The title of this article probably sounds like the caption to a meme. Instead, this is an actual problem GitGuardian’s engineers had to solve in implementing the mechanisms for their new HasMySecretLeaked service. They wanted to help developers find out if their secrets (passwords, API keys, private keys, cryptographic certificates, etc.) had found their way into public GitHub repositories. How could they comb a vast library of secrets found in publicly available GitHub repositories and their histories and compare them to your secrets without you having to expose sensitive information? This article will tell you how.
First, if we were to set a bit’s mass as equal to that of one electron, a ton of data would be around 121.9 quadrillion petabytes of data at standard Earth gravity or $39.2 billion billion billion US dollars in MacBook Pro storage upgrades (more than all the money in the world). So when this article claims GitGuardian scanned a “ton” of GitHub public commit data, that’s figurative, not literal.
But yes, they scanned a “ton” of public commits and gists from GitHub, traversing commit histories, and found millions of secrets: passwords, API keys, private keys, cryptographic certificates, and more. And no, “millions” is not figurative. They literally found over 10 million in 2022.

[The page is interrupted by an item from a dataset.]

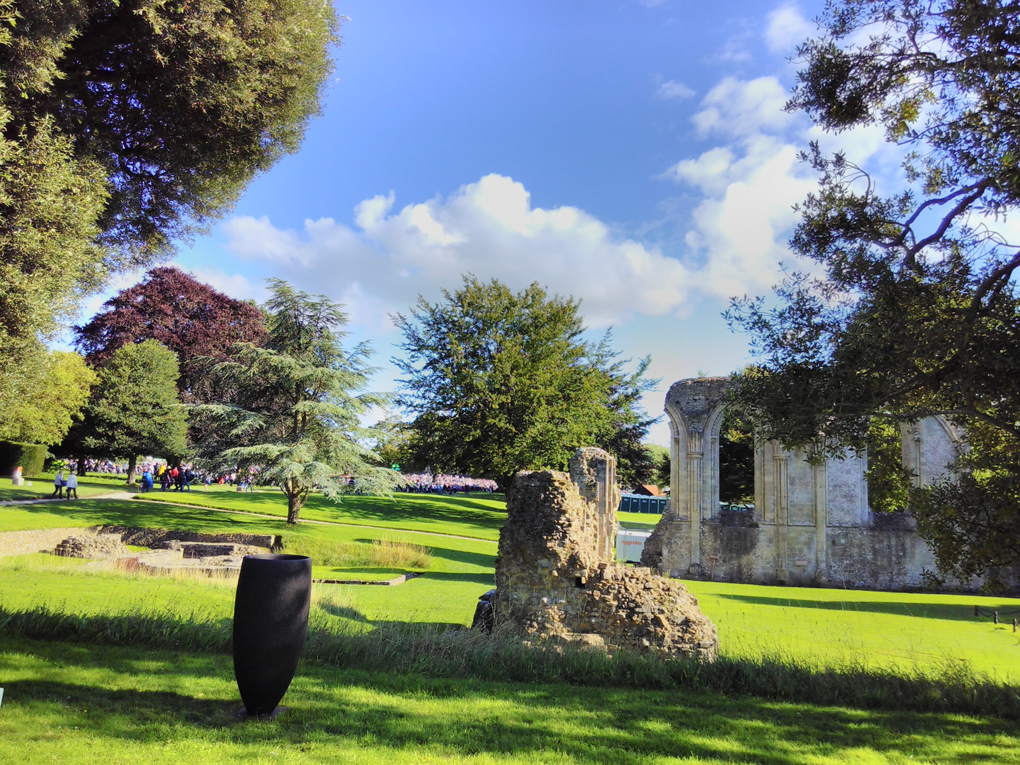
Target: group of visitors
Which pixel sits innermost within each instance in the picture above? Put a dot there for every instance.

How could GitGuardian make it possible for developers and their employers to see if their current and valid secrets were among that 10+ million without simply publishing millions of secrets, making it easier for threat actors to find and harvest them, and letting a lot of genies out of a lot of bottles? One word: fingerprinting.
After some careful evaluation and testing, they developed a secret-fingerprinting protocol that encrypts and hashes the secret, and then just a partial hash is shared with GitGuardian. With this they could limit the number of potential matches to a manageable number without knowing enough of the hash to reverse and decrypt it. To further ensure security, they put the toolkit for encrypting and hashing the secret on the client-side.

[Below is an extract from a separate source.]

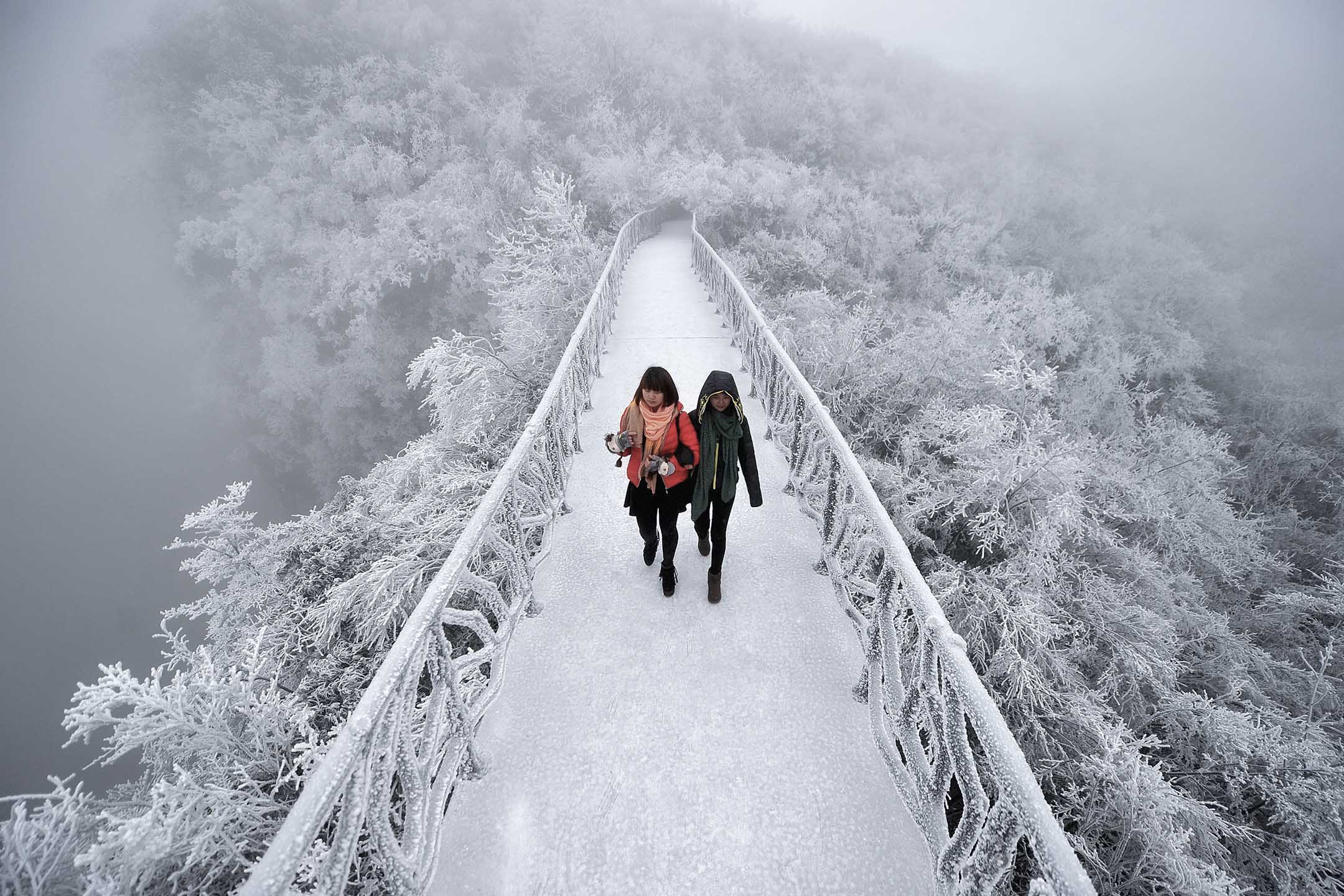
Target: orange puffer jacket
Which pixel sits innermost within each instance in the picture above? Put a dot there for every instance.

If you’re using the HasMySecretLeaked web interface, you can copy a Python script to create the hash locally and just put the output in the browser. You never have to put the secret itself anywhere it can be transmitted by the browser and you can easily review the 21 lines of code to prove to yourself that it’s not sending anything outside the terminal session you opened to run the script. If that’s not enough, open the F12 developer tools in Chrome or another browser and go to the “Network” panel to monitor what information the web interface is sending upstream.
If you’re using the open source ggshield CLI you can inspect the CLI’s code to see what is happening when you use the hmsl command. Want even more assurance? Use a traffic inspector like Fiddler or Wireshark to view what’s being transmitted.
GitGuardian’s engineers knew that even customers who trusted them would be apprehensive about pasting an API key or some other secret into a box on a web page. For both security and the peace of mind of everyone who uses the service, they chose to be as transparent as possible and put as much of the process under customer control as possible. This goes beyond their marketing materials and into the ggshield documentation for the hsml command.
GitGuardian went the extra mile to make sure that people using their HasMySecretLeaked checker don’t have to share the actual secrets to see if they leaked. And it’s paid off. Over 9,000 secrets were checked in the first few weeks it was live.
If your secrets have already been publicly divulged, it’s better to know than not. They may not have been exploited yet, but it’s likely just a matter of time. You can check up to five per day for free via the HasMySecretLeaked checker via the web, and even more using the GitGuardian shield CLI. And even if you’re not looking to see if your secrets leaked, you should look at their code and methods to help inspire your efforts to make it easier for your customers to share sensitive information without sharing the information itself.